Ah! And there is Mr Pranab Mukherjee. Our pan chewing foreign minister. You know, very few people know about Mr Mukherjee's secret bet with US president George Bush. Oh Yes. You see, both of them have been competing for the past few years to find out the man who is most efficient at butchering the English language. I think Mr Mukherjee, has won, hands down. We are proud of you sir and honored that you represent us. However, please stop wiping your pan stains on Sharad Pawar's white safari suit. It's the only one he has.
We also have members of the Indian media present here. Our Indian press has come a long way.

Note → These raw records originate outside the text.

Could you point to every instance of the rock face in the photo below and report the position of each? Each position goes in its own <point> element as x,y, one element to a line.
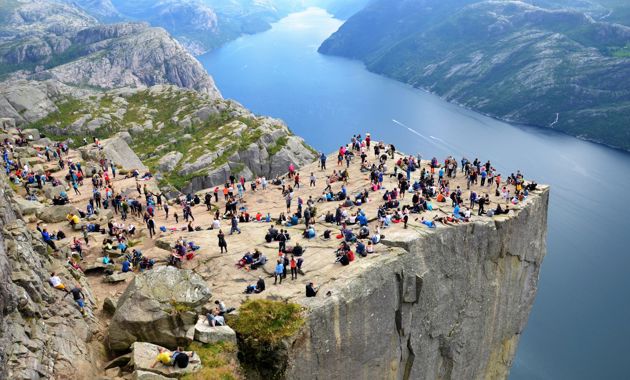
<point>159,306</point>
<point>140,55</point>
<point>42,335</point>
<point>269,156</point>
<point>55,214</point>
<point>28,101</point>
<point>452,307</point>
<point>544,66</point>
<point>143,356</point>
<point>49,40</point>
<point>116,150</point>
<point>205,333</point>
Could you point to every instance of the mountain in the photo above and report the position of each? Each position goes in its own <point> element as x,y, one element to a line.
<point>549,67</point>
<point>70,76</point>
<point>51,40</point>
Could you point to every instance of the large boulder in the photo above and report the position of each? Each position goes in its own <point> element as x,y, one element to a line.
<point>159,306</point>
<point>55,214</point>
<point>118,277</point>
<point>143,356</point>
<point>51,191</point>
<point>114,149</point>
<point>28,207</point>
<point>169,161</point>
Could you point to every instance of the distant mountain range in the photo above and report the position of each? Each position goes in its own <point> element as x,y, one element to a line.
<point>203,25</point>
<point>561,64</point>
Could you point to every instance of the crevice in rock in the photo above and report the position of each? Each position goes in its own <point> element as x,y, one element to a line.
<point>411,356</point>
<point>446,364</point>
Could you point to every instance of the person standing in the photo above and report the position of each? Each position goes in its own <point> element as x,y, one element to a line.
<point>293,265</point>
<point>151,227</point>
<point>278,273</point>
<point>222,242</point>
<point>311,290</point>
<point>234,227</point>
<point>79,298</point>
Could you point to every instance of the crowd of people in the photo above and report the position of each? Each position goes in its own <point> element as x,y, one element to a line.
<point>398,191</point>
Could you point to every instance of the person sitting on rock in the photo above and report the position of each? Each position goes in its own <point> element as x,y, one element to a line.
<point>73,219</point>
<point>222,308</point>
<point>79,298</point>
<point>126,266</point>
<point>178,358</point>
<point>258,260</point>
<point>309,233</point>
<point>360,249</point>
<point>56,282</point>
<point>311,290</point>
<point>258,288</point>
<point>214,319</point>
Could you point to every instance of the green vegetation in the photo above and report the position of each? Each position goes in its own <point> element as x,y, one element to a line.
<point>268,322</point>
<point>537,64</point>
<point>278,145</point>
<point>167,110</point>
<point>177,308</point>
<point>217,360</point>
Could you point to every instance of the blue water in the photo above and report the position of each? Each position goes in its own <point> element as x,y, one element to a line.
<point>578,328</point>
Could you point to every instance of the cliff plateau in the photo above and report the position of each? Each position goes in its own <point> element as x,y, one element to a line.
<point>451,305</point>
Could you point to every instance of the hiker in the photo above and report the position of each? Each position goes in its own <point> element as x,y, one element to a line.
<point>48,239</point>
<point>311,290</point>
<point>56,282</point>
<point>293,266</point>
<point>222,308</point>
<point>214,319</point>
<point>79,298</point>
<point>234,227</point>
<point>222,242</point>
<point>178,358</point>
<point>151,227</point>
<point>279,272</point>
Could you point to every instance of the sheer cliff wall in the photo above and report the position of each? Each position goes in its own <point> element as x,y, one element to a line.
<point>451,305</point>
<point>42,334</point>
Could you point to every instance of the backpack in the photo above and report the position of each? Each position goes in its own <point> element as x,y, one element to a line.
<point>181,360</point>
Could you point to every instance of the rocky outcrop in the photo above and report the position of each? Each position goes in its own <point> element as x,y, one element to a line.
<point>144,56</point>
<point>55,214</point>
<point>451,306</point>
<point>29,101</point>
<point>207,334</point>
<point>50,40</point>
<point>143,356</point>
<point>159,306</point>
<point>42,334</point>
<point>269,155</point>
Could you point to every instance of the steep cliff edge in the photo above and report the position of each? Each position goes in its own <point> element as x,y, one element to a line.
<point>451,305</point>
<point>51,40</point>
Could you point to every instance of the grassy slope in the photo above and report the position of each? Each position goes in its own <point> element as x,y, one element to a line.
<point>151,144</point>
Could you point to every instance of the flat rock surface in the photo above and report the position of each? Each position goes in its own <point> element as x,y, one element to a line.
<point>143,356</point>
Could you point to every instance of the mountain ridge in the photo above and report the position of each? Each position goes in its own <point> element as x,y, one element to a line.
<point>554,68</point>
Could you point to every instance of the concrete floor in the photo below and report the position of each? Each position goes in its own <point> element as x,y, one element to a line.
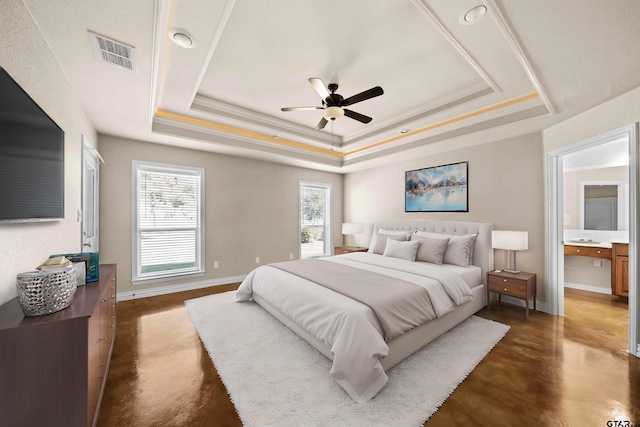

And it's great to see our newspapers and T.V. bring real issues to the forefront instead of acting like cheerleaders for the government. Our reporters have matured over the years and do not act anymore like a three year old child who fell into a deep, dark ditch,
These people bring to the forefront issues which affect our everyday life. They tell us which celebrities are doing each other and what Lakshmi Mittal eats for breakfast. So let's give it up for the Indian media.
Anyway, unlike his cabinet colleagues who forget to inform him about important policy decisions, we shouldn't forget that this evening is about Dr Manmohan Singh.
So let's celebrate the term of a prime minister who takes decisions after they have been approved by a higher power. God, Gandhi, same thing, right?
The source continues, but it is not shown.